Botello da a conocer varias cartas que revelan cómo en la prisión, acosado por las penurias económicas, la pérdida de la visión y el desencanto, Pérez Delgado envió mensajes al propio Juan Vicente Gómez. El 16 de junio de 1922, desde la cárcel de Ciudad Bolívar, escribe: “Es cierto, mi general que yo fui enemigo del gobierno, pero cuando me convencí que andaba por camino extraviado, me presenté y me dieron garantías. Desde ese instante juré ser su amigo y hasta la fecha he sido leal con mi juramento. No tengo nada que se me pueda arrojar a la cara y sin embargo estoy preso sin saber el porqué”. Luego añade: “Le repito mi juramento de que soy su amigo leal y de que estoy dispuesto a probárselo. Le pido justicia y aclaración de lo que se me achaca, en la conciencia de que no soy culpable de absolutamente nada. Y espero que usted con su clemencia y justicia que lo glorifica, en presencia de la verdad, me conceda el honor de darme mi libertad con la misma emoción y lealtad que le juré y le juro nuevamente. Soy su afectísimo amigo y subalterno. Pedro Pérez Delgado”.


LA MUERTE

Maisanta murió en el Castillo de Puerto Cabello el 8 de noviembre de 1924. Tapia sostiene que su muerte se produjo después de consumir vidrio molido colocado en las magras raciones de prisionero.

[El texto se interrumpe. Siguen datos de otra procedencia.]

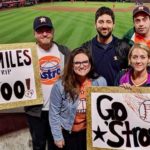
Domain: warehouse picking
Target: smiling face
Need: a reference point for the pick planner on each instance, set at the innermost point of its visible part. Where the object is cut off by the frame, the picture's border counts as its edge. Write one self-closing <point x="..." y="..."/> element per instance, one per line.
<point x="81" y="65"/>
<point x="104" y="26"/>
<point x="142" y="23"/>
<point x="44" y="36"/>
<point x="139" y="60"/>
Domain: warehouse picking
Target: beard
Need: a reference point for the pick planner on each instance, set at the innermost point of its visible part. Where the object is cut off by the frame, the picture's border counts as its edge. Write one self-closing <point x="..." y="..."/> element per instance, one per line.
<point x="104" y="36"/>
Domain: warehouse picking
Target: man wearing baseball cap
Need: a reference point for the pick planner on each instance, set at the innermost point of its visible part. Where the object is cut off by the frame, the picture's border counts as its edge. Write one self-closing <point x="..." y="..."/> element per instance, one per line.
<point x="141" y="31"/>
<point x="52" y="57"/>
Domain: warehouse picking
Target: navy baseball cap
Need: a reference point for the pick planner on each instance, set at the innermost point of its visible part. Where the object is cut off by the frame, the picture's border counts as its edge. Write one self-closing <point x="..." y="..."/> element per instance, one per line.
<point x="42" y="21"/>
<point x="141" y="8"/>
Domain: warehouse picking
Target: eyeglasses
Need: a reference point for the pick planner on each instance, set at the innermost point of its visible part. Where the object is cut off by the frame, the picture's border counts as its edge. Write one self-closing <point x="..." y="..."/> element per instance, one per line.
<point x="78" y="63"/>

En el corrido de Andrés Eloy Blanco se habla que el guerrillero fue víctima de un satánico envenenamiento. Y Botello se apoya en testimonios para demostrar que falleció por un infarto después de padecer dolencias cardíacas postrado ante la imagen de la Virgen del Carmen y con la mano izquierda apretando un escapulario y escoltado por sus amigos Juan Carabaño y el capitán Eduardo D’Suze. Los compañeros de prisión le colocaron los grillos que habían humillado sus tobillos y permanecieron en vela toda la noche frente a su cuerpo desnudo. Al día siguiente, una carreta de mula llegó con un cadáver al viejo cementerio de El Olvido y los restos del combatiente fueron dejados en una fosa común, donde se confundían héroes y villanos castigados sin distingo por el terror gomecista.